Stage 1 (6–18 months) — Build a modest sovereign inference + fine-tuning cluster.

  • Procure on the order of 1–4 DGX H100/H200 nodes (8–32 GPUs) or equivalent, sited at the Kaliakair Tier-IV DC or a DGX-Ready private facility (BDx/Meghna/Summit) with dedicated power + liquid cooling. This is enough to fine-tune up to 70B models and serve national inference, and is financeable even under forex constraints.
  • Pursue a VEU/licensing pathway with the US early (and/or evaluate compliant alternatives), given the pending replacement export rule.

Stage 2 (18–36 months) — Conditional scale-up.

  • Only invest in a 100+ GPU training cluster if (a) the grid can reliably deliver an additional dedicated 5–15 MW with <1% interruption, (b) forex reserves hold above ~5 months' import cover, and (c) a funded line item (not draft-policy language) and an export license are secured.
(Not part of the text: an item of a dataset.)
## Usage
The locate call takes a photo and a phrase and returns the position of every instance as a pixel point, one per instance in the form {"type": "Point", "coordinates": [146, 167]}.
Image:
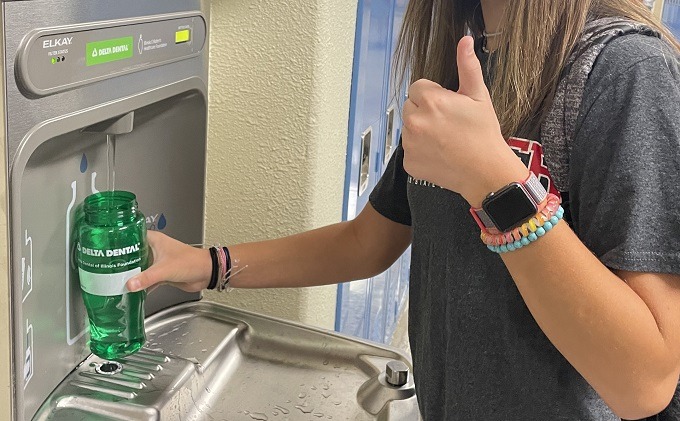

Co-locate at a captive-power site (the Summit model).

Benchmarks that would change the plan:

  • Greenlight domestic training if Bangladesh secures a >1,000-H100-equivalent allocation (own or via a hyperscaler local zone) and dedicated firm power.
  • Stay cloud-first as long as load-shedding exceeds ~1,000 MW or a frontier-scale procurement would consume a meaningful share of reserves.

Caveats

  • Draft vs. enacted: Much of the government ambition (National AI Compute Strategy, sovereign LLM, GPU procurement) lives in draft policy with no funded budget or tender; treat "shall" language as aspiration, not capability.
  • Numbers in flux: Power, forex, and US export-control figures move monthly (the replacement export rule is pending; reserves are recovering). The load-shedding and reserve figures here are early-to-mid-2026 snapshots.
  • Source quality: Some DC superlatives ("world's 7th largest") are government/marketing claims; the EDGE Project's troubled rating and the reactivated-GPU detail come from named local reporting and should be weighted accordingly. The AI-readiness ranking figure is unresolved (see Policy section).
  • "National LLM" is ambiguous: hosting/serving and fine-tuning are clearly feasible today; training a competitive frontier model domestically is not, and pursuing it now would likely be a poor use of scarce capital versus a hybrid cloud-train / host-locally approach.